Message par Demi-Lune »

Pour ma part, j'y vois l'un des tous meilleurs Argento.
Premier essai (largement transformé à mon sens), L'Oiseau au plumage de cristal est, comme le disait mannhunter, le film matriciel de toute l'œuvre du cinéaste, aussi bien dans les figures qui seront ritualisées (l'assassin en noir, le témoin involontaire, les meurtres sexuellement connotés, une atmosphère quasi fantastique renforcée par la musique de Morricone) que dans ses quelques thématiques (le point de vue, ou, comme pour le traumatique assassinat de Kennedy cinq ans plus tôt, la frustration de ne pas avoir vu ou plutôt d'avoir vu quelque chose dont on est incapable de se souvenir). Intéressant de se replonger dans les débuts de la carrière du cinéaste pour constater qu'il n'a pas toujours été cet esthète baroque avide d'outrances en tous genres.

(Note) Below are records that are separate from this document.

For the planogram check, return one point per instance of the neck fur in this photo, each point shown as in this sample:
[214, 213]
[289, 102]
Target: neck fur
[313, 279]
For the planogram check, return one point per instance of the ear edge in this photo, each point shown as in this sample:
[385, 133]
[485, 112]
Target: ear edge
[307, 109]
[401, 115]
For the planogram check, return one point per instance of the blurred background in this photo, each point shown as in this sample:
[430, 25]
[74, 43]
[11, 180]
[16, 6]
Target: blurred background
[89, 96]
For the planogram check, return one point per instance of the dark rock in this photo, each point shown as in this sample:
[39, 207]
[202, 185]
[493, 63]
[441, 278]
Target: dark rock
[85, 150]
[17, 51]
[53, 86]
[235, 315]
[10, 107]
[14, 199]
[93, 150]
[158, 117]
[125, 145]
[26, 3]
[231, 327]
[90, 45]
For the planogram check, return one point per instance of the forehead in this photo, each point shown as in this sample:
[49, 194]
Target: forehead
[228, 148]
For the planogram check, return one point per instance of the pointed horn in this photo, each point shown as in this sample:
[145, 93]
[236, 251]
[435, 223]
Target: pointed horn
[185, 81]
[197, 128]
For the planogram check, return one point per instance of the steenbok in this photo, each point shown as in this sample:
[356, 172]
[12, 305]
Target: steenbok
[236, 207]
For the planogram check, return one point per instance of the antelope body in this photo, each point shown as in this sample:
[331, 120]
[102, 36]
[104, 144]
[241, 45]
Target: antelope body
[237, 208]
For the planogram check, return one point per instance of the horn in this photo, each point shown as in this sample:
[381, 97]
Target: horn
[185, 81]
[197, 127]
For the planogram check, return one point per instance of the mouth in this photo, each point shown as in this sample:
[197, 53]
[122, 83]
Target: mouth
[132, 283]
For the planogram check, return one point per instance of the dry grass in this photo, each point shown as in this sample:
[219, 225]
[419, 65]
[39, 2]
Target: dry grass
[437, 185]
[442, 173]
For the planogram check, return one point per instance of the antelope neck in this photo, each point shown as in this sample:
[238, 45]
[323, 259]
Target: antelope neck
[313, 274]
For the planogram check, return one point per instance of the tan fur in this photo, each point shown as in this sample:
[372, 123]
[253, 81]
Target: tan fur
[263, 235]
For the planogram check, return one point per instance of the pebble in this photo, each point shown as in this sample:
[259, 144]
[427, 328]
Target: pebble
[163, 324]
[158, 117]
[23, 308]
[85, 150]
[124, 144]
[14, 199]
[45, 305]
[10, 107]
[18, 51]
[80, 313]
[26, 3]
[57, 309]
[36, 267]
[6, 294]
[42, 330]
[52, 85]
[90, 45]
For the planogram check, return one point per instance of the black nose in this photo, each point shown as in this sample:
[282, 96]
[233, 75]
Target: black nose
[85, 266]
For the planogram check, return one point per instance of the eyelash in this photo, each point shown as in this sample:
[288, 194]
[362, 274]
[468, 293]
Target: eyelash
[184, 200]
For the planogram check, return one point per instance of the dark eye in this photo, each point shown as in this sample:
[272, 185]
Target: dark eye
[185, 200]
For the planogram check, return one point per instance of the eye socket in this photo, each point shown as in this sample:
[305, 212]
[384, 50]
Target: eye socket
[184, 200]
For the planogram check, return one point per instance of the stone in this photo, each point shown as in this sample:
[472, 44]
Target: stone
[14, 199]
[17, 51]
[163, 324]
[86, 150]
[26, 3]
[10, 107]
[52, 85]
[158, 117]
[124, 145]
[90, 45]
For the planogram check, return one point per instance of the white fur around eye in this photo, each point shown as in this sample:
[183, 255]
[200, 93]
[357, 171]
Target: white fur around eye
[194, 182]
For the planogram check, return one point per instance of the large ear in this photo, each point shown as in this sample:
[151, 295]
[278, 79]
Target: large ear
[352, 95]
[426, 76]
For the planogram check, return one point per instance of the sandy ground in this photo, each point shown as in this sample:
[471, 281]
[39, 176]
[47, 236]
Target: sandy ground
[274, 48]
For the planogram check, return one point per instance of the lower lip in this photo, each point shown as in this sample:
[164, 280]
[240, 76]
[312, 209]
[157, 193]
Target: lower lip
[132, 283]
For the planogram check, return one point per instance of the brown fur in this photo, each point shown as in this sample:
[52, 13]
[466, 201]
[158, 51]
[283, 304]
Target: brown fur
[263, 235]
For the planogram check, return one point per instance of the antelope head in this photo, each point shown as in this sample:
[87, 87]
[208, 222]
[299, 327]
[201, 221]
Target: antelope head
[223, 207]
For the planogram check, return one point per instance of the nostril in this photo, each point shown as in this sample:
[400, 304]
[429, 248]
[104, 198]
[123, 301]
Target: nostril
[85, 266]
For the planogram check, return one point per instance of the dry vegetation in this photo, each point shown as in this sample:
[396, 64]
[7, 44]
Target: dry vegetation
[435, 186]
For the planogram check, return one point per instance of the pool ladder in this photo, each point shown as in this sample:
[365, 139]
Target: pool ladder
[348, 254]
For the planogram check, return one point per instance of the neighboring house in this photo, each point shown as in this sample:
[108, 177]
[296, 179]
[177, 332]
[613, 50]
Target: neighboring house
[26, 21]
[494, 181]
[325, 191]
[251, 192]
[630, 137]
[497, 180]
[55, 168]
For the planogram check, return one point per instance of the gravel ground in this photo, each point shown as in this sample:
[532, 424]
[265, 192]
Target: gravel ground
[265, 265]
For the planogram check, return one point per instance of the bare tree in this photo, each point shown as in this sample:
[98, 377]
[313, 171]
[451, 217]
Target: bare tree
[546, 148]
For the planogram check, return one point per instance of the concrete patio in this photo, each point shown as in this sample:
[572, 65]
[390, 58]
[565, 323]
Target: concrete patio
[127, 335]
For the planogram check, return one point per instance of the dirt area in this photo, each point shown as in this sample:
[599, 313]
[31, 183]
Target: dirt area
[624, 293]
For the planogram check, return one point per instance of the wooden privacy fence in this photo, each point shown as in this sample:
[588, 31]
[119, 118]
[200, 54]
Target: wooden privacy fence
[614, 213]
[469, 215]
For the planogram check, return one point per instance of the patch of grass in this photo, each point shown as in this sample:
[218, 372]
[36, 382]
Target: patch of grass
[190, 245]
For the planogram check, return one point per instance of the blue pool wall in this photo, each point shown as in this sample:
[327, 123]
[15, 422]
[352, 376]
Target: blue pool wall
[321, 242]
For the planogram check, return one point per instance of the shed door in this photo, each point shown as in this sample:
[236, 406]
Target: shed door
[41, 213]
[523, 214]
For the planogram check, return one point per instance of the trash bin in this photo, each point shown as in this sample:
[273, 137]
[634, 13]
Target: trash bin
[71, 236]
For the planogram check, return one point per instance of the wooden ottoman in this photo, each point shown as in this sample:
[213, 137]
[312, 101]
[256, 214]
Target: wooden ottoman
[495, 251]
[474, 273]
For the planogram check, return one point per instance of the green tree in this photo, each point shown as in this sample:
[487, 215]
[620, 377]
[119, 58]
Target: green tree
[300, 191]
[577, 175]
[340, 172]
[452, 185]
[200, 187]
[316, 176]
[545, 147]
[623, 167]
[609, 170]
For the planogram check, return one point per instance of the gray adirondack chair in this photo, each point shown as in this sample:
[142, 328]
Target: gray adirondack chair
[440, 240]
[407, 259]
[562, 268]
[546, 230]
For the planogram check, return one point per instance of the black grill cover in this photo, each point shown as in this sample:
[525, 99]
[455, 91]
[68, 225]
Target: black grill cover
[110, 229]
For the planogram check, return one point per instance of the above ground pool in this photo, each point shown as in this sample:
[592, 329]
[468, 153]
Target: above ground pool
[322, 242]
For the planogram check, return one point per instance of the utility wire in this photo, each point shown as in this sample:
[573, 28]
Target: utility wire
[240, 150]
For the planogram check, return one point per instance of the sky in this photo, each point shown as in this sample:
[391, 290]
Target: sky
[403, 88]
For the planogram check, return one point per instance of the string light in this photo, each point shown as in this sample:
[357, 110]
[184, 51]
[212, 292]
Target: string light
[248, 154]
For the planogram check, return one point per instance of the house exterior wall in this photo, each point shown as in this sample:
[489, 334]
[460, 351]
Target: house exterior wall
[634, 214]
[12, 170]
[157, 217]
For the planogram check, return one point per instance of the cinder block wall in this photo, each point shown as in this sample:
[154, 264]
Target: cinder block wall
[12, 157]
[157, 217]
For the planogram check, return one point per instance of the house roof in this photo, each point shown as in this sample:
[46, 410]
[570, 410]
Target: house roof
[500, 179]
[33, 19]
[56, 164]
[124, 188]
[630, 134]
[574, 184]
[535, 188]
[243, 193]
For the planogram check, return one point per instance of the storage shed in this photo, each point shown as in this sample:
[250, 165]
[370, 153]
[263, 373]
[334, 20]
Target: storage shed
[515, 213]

Je trouve que c'est un film assez représentatif de ce bouillonnement de la fin des années 1960. En résulte un petit coup de maître : mise en scène débordant d'idées, cadrages impressionnants, scénario largement plus rigoureux que ceux de ses films des années 1980, suspense hitchcockien très prenant (la scène où l'assassin tente de s'introduire dans l'appartement est d'une efficacité redoutable), importance accordée à l'Art aussi bien en toile de fond que comme ressort scénaristique, tout cela s'agence dans un thriller de grande classe avec à la clé un twist malin. Une très belle ébauche au définitif Profondo Rosso, et l'un des films les plus "carrés" d'Argento.